When stem cells forsake pluripotency and embrace a particular developmental fate, they experience a shift from one pattern of gene expression to another, and much of this shift is accomplished at the level of RNA. Essentially, RNA undergoes one pattern of splicing before stem cell differentiation and another pattern after, causing the same stretches of DNA to give rise to different collections of proteins.
This switch, this manifestation of a phenomenon called alternative splicing (AS), has been known to occur in mammals. But it is also, as has been recently discovered, something that occurs in planarians, invertebrate organisms that split off from the ancestors of mammals around 600 million years ago.
The new find comes from an international team of scientists. In collaboration with Jordi Solana and Nikolaus Rajewsky and other colleagues from the Max Delbrück Center for Molecular Medicine in the Helmholtz Association (MDC) in Germany and the University of Toronto, Manuel Irimia, a group leader at the Center for Genomic Regulation, examined the shifting patterns of gene activity in stem cells in planarians and reported their results in the journal eLife. Their paper, entitled, “Conserved Functional Antagonism of CELF and MBNL Proteins Controls Stem Cell-Specific Alternative Splicing in Planarians,” appeared August 9.
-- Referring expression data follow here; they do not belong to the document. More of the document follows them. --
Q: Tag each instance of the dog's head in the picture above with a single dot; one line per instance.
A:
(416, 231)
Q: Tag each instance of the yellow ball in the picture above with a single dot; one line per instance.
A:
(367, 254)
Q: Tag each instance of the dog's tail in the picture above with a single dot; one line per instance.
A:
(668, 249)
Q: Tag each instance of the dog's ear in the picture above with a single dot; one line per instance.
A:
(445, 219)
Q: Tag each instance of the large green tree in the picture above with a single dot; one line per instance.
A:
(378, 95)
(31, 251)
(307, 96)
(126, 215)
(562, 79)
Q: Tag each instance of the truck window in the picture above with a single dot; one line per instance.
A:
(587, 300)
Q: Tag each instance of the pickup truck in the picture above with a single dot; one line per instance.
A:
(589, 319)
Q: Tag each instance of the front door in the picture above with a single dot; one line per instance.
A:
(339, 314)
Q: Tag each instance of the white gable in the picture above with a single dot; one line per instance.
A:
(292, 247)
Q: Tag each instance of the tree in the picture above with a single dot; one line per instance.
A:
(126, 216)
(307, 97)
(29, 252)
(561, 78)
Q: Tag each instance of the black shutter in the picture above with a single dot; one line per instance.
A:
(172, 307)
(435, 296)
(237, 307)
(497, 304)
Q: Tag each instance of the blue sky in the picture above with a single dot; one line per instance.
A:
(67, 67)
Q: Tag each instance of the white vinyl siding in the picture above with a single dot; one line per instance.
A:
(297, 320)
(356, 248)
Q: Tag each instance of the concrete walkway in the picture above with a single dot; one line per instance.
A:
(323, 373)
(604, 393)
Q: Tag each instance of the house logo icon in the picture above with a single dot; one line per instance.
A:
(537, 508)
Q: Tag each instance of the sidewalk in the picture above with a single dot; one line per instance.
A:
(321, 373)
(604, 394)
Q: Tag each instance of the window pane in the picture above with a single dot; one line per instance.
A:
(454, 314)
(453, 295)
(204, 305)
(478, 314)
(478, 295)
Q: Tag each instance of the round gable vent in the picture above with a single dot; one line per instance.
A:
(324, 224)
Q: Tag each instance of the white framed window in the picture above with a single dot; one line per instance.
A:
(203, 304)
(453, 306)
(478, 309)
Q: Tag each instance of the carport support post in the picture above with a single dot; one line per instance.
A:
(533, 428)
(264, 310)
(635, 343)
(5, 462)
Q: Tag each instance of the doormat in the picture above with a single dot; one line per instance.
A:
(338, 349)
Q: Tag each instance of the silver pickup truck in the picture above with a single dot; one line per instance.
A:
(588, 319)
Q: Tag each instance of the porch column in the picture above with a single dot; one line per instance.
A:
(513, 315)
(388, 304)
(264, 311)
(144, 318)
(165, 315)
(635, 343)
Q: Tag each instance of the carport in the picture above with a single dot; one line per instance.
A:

The scientists noted how curious it is that a stem-cell-specific AS mechanism should be shared across such a wide evolutionary range. The scientists suggested that the mechanism must be very ancient, and that it may be equally important as transcription factors are for giving animal stem cells their unique properties.
“We studied AS in a powerful in vivo model for stem cell biology, the planarian Schmidtea mediterranea,” wrote the article’s authors. “We discover a conserved AS program comprising hundreds of alternative exons, microexons and introns that is differentially regulated in planarian stem cells, and comprehensively identify its regulators.”
The researchers identified splicing processes that operate only in the stem cells of the worms, and identified numerous alternative exons responsible for stem-cell-specific protein variants. Surprisingly, introns were often not removed from the RNA, which meant that no more functioning proteins could be generated. The researchers also found small exon snippets, “micro exons,” in fully developed cells.
In subsequent experiments, the scientists switched off the proteins that control AS. One of these proteins is MBNL, which suppresses the production of stem-cell-specific protein variants. They also discovered that the CELF protein counteracts MBNL by stimulating the production of these variants. During development from a stem cell to a tissue cell, the two factors competed for predominance. This interaction between MBNL and CELF has been previously described only in mammalian cells.
“In our study we identified new mechanisms that we weren’t aware of from the usual studies into mammalian stem cells. With this knowledge, it’s now possible for us to look in a targeted manner for the same processes in human cells,” said Solana.
“I found it particularly fascinating that it’s impossible to understand how MBNL without knowing about the function of CELF,” observed group leader Prof. Nikolaus Rajewsky, who is an expert on the systems biology of RNA. “Maybe other splicing factors compete or cooperate in a similar way.”
The scientists’ work also raises fundamental questions about the function of stem cells in animals. “To find the antagonism between MBNL and CELF in flatworms is interesting from an evolutionary biologist’s perspective,” noted Solana. “For the first time, we described mechanisms in stem cells in organisms from extremely distant branches of the evolutionary tree. What we found is probably a fundamental process throughout the animal kingdom.”